UNIX> time sh -c "bin/make_bad_diamond 10000 | bin/DiamondHunt2"
10000
0.013u 0.005s 0:00.01 100.0%	0+0k 0+0io 0pf+0w       # 0.01 seconds for 10,000 diamonds
UNIX> time sh -c "bin/make_bad_diamond 100000 | bin/DiamondHunt2"
100000
0.102u 0.008s 0:00.09 111.1%	0+0k 0+0io 0pf+0w       # 0.09 seconds for 100,000 diamonds
UNIX> time sh -c "bin/make_bad_diamond 1000000 | bin/DiamondHunt2"
1000000
0.967u 0.034s 0:00.82 120.7%	0+0k 0+0io 0pf+0w       # 0.89 seconds for 1,000,000 diamonds
UNIX>

As we increase the string by a factor of 10, we increase the running time by a factor of ten. That's much better than DiamondHunt1.

It's important for you to understand the code in src/DiamondHunt2.cpp. To help you, here's an example when we call it on the string: "<<>><<>": I will draw every iteration of the while() loop. Here are the list and the iterators in the first iteration:

I'm drawing the list with two sentinel nodes at each end. Before the first node is a sentinel node for l.rend(), and after the last node is a sentinel node for l.end(). We start with left equaling l.begin(), and since it points to a less-than character, we set right to be the next node. Since right also points to a less-than node, there is no diamond -- we increment left and go to the next iteration of the while() loop:

Now left points to a less-than and right points to a greater-than. So, we increment nd and then set newleft to be the node before left. That is pictured below:

We then erase left and right, and set left to newleft before going back to the top of the while() loop. Here's what happens in the next iteration:

The two erased nodes are gone from the picture, and left and right point to a diamond. Thus, nd is incremented, and since left is equal to l.begin(), we set newleft to be the node after right. That is the state pictured above. We then erase left and right, and set left to newleft before going back to the top of the while() loop. Here's what happens in the fourth iteration:

This is the same case as the first iteration -- no diamond. We increment left and move on:

We have a diamond. We first increment nd. Next, since left is not equal to l.begin(), we set newleft to point to the node before left. That is depicted above. We then erase, set left to newleft and reach the last iteration of the while() loop:

Since right equals l.end(), we return 3, and we're done. It's important that you step through this example until you understand it. You may even want to step through what happens when the string is we call it on the string "<<>>><>". The execution is very similar, except the fourth and sixth iterations look a little different.

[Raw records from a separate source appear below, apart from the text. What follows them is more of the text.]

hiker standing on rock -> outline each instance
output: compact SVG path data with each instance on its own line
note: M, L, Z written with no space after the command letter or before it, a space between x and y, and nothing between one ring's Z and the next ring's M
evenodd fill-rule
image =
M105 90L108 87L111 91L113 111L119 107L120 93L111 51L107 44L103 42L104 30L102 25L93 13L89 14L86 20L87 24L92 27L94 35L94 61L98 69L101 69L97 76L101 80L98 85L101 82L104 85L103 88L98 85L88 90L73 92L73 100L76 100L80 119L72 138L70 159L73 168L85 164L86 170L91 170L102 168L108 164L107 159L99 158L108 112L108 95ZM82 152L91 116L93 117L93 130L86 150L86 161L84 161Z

When do I use each data structure?

We've covered quite a bit in this lecture. One of the bottom lines that I want you to receive from this lecture is that there are three data structures: vectors, deques and lists, and you should use each appropriately:

If you are simply accessing n elements, or if you are calling push_back()/pop_back(), use a vector.
If you want to call push_front() or pop_front() in addition to calling push_back()/pop_back(), use a deque.
If you want to insert and delete elements from the middle of the data structure, use a list.